KLOH
- Pipestone, Minnesota; United States;
- Broadcast area: Pipestone-Marshall
- Frequency: 1050 kHz
- Branding: KLOH 1050

Programming
- Format: Country
- Affiliations: Fox News Radio

Ownership
- Owner: Collin Christensen and Carmen Christensen; (Christensen Broadcasting, LLC);
- Sister stations: KCLP, KDWC, KISD, KJOE KMZM KJAM (AM)

History
- First air date: June 23, 1955
- Call sign meaning: K Land Of Hiawatha

Technical information
- Licensing authority: FCC
- Facility ID: 70737
- Class: B
- Power: 9,380 watts day 432 watts night
- Transmitter coordinates: 43°59′43.00″N 96°20′41.00″W﻿ / ﻿43.9952778°N 96.3447222°W
- Translator: 94.1 K231DG (Pipestone)

Links
- Public license information: Public file; LMS;
- Webcast: Listen live
- Website: klohradio.com

= KLOH =

Radio station in Minnesota

KLOH (1050 AM) is a radio station broadcasting a country music format serving Pipestone, Minnesota, with rimshot coverage in the Sioux Falls, South Dakota area. The station once broadcast in AM stereo using the Motorola C-QUAM system. KLOH is currently owned by Collin Christensen and Carmen Christensen, through licensee Christensen Broadcasting, LLC.

==History==
KLOH officially signed on the air in June 1955, licensed to the Pipestone Radio Corporation.

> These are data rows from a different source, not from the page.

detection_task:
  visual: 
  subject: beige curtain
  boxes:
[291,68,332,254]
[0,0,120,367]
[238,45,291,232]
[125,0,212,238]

The call letters were chosen to stand for "K-Land Of Hiawatha," a reference to the local Pipestone National Monument and the regional cultural heritage. Originally a daytime-only operation with 1,000 watts, its first studios were located in a basement downtown next to the Eagle Cafe. In 1961, the station moved to its current "twin tower" transmitter and studio site west of Pipestone. The station was purchased in 1976 by Wallace Christensen, whose family has owned and operated the station for nearly 50 years. In late 2025, the Christensen family expanded their regional footprint by acquiring four additional stations in Luverne, Minnesota, and Madison, South Dakota.

==Programming==
KLOH is the exclusive home for Pipestone Area High School sports. Bill VanHoecke covers Arrow football, volleyball, boys' and girls' basketball, baseball, and softball. KLOH is also a South Dakota State University affiliate. They cover Jackrabbit Football and Men's and Women's basketball. News and Weather is delivered each hour on the station from FOX News Radio and Weatherology. It is a member of the Linder Farm Network. and on weekends, the station features shows like Under the Hood Show, along with several local church services. The station is a primary regional affiliate for South Dakota State University (SDSU) Jackrabbit Athletics, carrying football and both men's and women's basketball.